Ao invadir a embaixada dos EUA, os estudantes acreditavam estar vingando o golpe dado contra a soberania iraniana em 1953 e enterrado a influência de Washington nos assuntos internos do país.
“Havia o peso simbólico de resgatar documentos sobre o golpe de 1953 que estariam na Embaixada dos EUA [...] afinal, foi lá que o golpe foi planejado”.
Além do valor simbólico, “a invasão da Embaixada foi um divisor de águas nas relações entre EUA e Irã”.
Luta política interna
Apesar do seu aspecto internacional, Nasser aponta que a tomada da Embaixada foi motivada sobretudo por interesses domésticos iranianos.

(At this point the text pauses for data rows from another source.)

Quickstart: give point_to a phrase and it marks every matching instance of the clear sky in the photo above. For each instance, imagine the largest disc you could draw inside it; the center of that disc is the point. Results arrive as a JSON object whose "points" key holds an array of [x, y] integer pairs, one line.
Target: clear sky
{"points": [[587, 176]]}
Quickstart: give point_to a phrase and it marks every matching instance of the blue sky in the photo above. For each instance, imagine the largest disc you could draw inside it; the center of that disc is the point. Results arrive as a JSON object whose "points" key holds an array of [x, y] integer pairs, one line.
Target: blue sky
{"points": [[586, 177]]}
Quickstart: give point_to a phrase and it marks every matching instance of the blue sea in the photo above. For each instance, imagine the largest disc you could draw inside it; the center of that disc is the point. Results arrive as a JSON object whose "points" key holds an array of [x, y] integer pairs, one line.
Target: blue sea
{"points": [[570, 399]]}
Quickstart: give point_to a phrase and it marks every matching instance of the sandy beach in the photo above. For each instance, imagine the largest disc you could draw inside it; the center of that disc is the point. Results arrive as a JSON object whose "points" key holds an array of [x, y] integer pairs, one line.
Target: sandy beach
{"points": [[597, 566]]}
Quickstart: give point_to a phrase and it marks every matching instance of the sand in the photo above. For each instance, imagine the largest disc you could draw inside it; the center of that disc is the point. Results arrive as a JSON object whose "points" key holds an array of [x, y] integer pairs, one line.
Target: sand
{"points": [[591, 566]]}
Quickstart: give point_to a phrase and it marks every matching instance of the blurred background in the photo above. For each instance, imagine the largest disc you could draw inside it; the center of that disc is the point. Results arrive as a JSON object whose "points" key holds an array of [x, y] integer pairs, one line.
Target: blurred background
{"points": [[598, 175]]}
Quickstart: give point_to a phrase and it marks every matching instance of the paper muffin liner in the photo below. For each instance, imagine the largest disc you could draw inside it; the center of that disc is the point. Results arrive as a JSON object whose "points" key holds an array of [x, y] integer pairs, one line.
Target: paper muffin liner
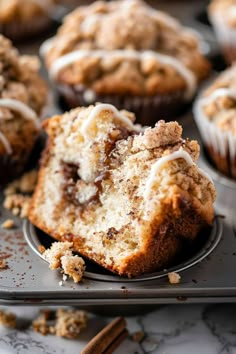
{"points": [[220, 145], [18, 31], [148, 110], [226, 37]]}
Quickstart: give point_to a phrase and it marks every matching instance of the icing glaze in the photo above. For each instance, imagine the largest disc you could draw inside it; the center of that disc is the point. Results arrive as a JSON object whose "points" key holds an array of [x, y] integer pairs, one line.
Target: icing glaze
{"points": [[180, 154], [117, 115]]}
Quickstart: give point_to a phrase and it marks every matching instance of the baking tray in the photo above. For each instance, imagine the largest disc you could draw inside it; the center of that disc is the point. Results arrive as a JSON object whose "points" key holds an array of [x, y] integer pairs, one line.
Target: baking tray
{"points": [[207, 275]]}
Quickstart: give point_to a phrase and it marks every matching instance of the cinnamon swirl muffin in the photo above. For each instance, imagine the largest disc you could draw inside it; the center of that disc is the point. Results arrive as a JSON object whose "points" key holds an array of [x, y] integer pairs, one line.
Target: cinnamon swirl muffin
{"points": [[127, 198], [222, 14], [126, 53], [22, 97], [215, 114], [24, 19]]}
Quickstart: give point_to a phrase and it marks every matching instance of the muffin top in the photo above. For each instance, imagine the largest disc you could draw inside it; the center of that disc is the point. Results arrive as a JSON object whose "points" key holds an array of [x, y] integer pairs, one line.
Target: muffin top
{"points": [[218, 102], [22, 94], [11, 10], [129, 48], [226, 9]]}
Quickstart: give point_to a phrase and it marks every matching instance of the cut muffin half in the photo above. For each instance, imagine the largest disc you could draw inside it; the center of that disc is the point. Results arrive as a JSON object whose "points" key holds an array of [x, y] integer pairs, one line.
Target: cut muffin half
{"points": [[126, 197]]}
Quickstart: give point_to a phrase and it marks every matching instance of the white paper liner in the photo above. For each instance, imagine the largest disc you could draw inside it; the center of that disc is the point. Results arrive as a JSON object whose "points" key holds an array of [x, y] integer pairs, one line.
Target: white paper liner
{"points": [[226, 36], [222, 142]]}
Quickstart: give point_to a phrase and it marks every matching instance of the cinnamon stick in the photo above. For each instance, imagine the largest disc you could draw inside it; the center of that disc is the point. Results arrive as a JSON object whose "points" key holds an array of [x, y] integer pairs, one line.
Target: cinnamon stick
{"points": [[113, 333]]}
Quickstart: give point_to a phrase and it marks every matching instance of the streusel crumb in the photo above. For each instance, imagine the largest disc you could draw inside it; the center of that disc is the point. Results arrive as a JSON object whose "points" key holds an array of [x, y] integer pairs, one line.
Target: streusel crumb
{"points": [[69, 323], [8, 224], [174, 278], [73, 266], [18, 203], [7, 319], [57, 250]]}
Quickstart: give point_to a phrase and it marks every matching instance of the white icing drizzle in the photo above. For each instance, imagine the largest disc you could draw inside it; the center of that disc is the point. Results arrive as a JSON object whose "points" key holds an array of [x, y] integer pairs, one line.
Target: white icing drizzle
{"points": [[106, 107], [211, 133], [72, 57], [180, 154], [23, 109], [6, 143]]}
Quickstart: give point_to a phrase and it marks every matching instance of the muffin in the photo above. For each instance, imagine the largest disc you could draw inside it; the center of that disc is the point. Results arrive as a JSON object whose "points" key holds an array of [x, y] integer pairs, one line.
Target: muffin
{"points": [[128, 54], [222, 14], [22, 96], [24, 19], [215, 115], [128, 198]]}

Após a derrocada do xá, havia “forte disputa pelo poder entre diferentes grupos políticos” no Irã: nacionalistas, liberais, islamistas - liderados pelo aitatolá Khomeini - e grupos de esquerda que lutavam entre si para liderar os rumos do país.

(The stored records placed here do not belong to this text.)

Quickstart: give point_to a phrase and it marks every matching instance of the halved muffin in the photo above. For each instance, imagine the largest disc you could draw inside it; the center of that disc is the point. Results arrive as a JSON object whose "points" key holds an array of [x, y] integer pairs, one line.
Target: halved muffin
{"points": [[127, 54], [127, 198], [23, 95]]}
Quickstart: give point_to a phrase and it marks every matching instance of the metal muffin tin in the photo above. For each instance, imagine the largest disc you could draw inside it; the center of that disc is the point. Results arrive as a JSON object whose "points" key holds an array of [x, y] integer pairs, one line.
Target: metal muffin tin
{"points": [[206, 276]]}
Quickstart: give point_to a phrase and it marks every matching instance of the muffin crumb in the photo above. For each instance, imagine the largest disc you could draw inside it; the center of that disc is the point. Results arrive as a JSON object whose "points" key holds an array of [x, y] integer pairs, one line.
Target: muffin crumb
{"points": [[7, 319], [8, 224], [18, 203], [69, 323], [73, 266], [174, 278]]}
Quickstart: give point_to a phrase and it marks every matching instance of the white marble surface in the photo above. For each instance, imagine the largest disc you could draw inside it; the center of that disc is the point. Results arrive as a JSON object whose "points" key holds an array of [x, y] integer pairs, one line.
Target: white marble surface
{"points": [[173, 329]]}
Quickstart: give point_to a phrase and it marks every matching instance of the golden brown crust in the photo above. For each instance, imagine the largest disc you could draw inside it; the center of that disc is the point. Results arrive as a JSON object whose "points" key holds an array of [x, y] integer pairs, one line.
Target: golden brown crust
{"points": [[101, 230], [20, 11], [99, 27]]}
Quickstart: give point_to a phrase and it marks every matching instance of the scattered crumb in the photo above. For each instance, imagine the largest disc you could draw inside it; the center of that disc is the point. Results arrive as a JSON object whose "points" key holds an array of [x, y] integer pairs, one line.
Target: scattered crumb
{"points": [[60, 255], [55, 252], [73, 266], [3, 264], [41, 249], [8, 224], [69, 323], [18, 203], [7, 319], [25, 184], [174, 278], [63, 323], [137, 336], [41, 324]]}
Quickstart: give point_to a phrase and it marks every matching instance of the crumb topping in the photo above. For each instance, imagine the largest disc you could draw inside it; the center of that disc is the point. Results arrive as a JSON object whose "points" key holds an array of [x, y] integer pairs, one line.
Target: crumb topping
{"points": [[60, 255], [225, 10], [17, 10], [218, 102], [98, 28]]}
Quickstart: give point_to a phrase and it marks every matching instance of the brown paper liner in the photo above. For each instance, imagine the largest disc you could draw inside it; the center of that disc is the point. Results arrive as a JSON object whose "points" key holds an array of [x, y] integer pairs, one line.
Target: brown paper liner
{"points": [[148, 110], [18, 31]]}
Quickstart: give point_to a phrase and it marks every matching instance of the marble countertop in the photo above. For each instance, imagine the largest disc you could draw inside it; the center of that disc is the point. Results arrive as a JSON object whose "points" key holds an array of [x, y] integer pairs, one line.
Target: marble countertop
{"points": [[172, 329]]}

Um dos principais grupos na luta pela hegemonia eram os comunistas locais, influenciados pela União Soviética, que enfrentavam séria oposição dos EUA, no contexto da Guerra Fria.
“Dentro do círculo dos islâmicos já havia o debate de que era necessário sair a frente dos comunistas, uma vez que a Revolução ainda estava equilibrada e não havia grupo hegemônico”, explicou Nasser.

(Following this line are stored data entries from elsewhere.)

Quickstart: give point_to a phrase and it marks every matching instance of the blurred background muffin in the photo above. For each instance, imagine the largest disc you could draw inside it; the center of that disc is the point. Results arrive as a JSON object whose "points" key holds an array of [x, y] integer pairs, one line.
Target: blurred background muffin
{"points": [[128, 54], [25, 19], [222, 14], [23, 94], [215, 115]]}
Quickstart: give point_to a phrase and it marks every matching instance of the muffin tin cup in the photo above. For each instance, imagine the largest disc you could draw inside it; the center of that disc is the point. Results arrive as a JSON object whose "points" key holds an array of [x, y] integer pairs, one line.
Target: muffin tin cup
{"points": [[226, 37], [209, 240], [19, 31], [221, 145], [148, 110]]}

“Ao invadir a Embaixada, o grupo de Khomeini consolida a sua liderança no processo revolucionário iraniano”, explicou o livre-docente.
Para consolidar o seu poder, o grupo “estimulou aquilo que já existia: o antiamericanismo”:
“Cada grupo queria ser mais antiamericano do que o outro. Mas a invasão da Embaixada definitivamente subiu o tom”, explicou Nasser.
Para a surpresa dos líderes internacionais, “Khomeini expressou seu apoio à tomada da Embaixada e fez discursos inflamados tanto contra os EUA, quanto contra a URSS”.
“Khomeini dá declarações fortíssimas contra o comunismo, buscando um nicho ideológico próprio”, relatou Nasser.
“O antagonismo público internacional contra os EUA e a URSS foi determinado pela luta política interna de luta pelo poder na esteira da Revolução Iraniana”, afirmou Nasser.
Nascedouro da Guarda Revolucionária
De acordo com Nasser, a tomada da Embaixada foi fundamental para a emergência de forças paralelas de poder no Irã, como o Corpo de Guardiões da Revolução Islâmica (IRGC, na sigla em inglês).
A tomada da Embaixada marca a “ascensão da chamada Juventude Islâmica e da convicção de Khomeini de que era fundamental reforçar o poder da Guarda Revolucionária”, explica Nasser.
O Corpo de Guardiões “é uma guarda paralela, muito bem armada, uma elite política, que não faz parte do Exército [...] e fica na mão do aiatolá”, explicou Nasser.
Com apoio dessas estruturas paralelas, “o Irã passa a operar dois níveis diferentes de internacionalismo: de um lado, política externa oficial pragmática, e, de outro, uma política transnacional revolucionária, que não é conduzida pelo governo, mas conta com o seu apoio”.
Um exemplo dessa política transnacional seria o apoio iraniano ao grupo Hezbollah no Líbano.
Os EUA são frequentemente criticados por não conseguirem conter a expansão dessa política transnacional iraniana no Oriente Médio, o que por vezes gera atritos com aliados de peso, como Israel e Arábia Saudita.
Consequência para os EUA
Durante os 444 dias de manutenção dos norte-americanos em regime de cativeiro, o então presidente dos EUA, Jimmy Carter, foi duramente criticado por não conseguir libertar os reféns.
Uma operação militar de resgate chamada Garra de Águia, conduzida por forças especiais norte-americanas em abril de 1980, falhou miseravelmente, deixando oito norte-americanos mortos e enterrando o futuro político de Carter, que perdeu as eleições presidenciais daquele ano para seu rival, o republicano Ronald Reagan.
Na sua posse como presidente dos EUA hoje (20), Joe Biden deve lidar com pressões de ambos os lados do espectro político para lidar com o programa nuclear iraniano.
Passados 40 anos, Biden deve evitar que os iranianos consigam, novamente, definir o destino político de um presidente democrata.